Penulis:Bambang Susilo

BANGLI – Tepat pada hari Tilem Kapat, masyarakat Desa Adat Batur bersama Maha Samaya Warga Pande melaksanakan upacara pasupati keris pusaka Pura Ulun Danu Batur. Upacara sakral yang menjadi pertanda disahkannya pusaka tersebut menjadi akhir dari rangkaian proses pembuatan yang memakan waktu selama setahun lamanya.

Pangemong Pura Ulun Danu Batur, Jero Gede Batur Duhuran, di Pura Perapen Pingit, Desa Adat Batur Jumat (16/10/2020) menjelaskan, kelima keris pusaka tersebut dibuat pihaknya sebagai sarana menunjang pelaksanaan ritual di Pura Kahyangan Rwa Bhineda tersebut. Adapun pusaka yang dipasupati meliputi lima bilah keris dan 10 mata tombak sakelepek.

“Pembuatan lima bilah keris pusaka ini kami lakukan untuk mendukung pelaksanaan ritual di Pura Ulun Danu Batur. Saat kami menyatakan rencana ini kepada Warga Pande, ternyata gagasan itu disambut dengan sangat baik. Setelah dirancang sedemikian rupa, akhirnya pembuatannya kami mulai dari Tilem Kapat tahun lalu,” tutur Jero Gede Duhuran.

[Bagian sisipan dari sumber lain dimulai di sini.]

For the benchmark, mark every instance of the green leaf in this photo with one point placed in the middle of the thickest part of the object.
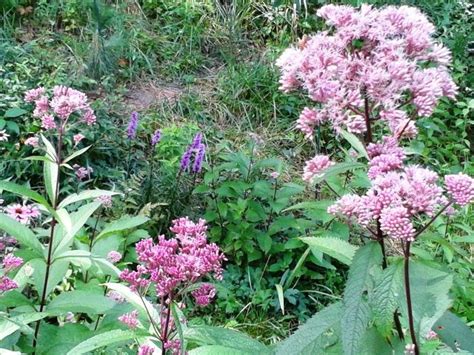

Lima bilah keris pusaka tersebut dibuat langsung di Pura Perapen Pingit Batur yang notabene merupakan situs sakral perapen atau pandai besi di kawasan Kaldera Batur. Pura yang terletak di Bukit Sampian Wani di kaki Gunung Batur ini merupakan satu dari 11 Pura Pasanakan Ida Bhatari Sakti Batur, dimana tirtanya yang berasal dari panas bumi merupakan satu dari Tirta Solas Bhatari Batur. “Proses pembuatannya dilakukan oleh Warga Pande di sini (Pura Perapen, red), kecuali mata tombak pangiringnya,” imbuhnya.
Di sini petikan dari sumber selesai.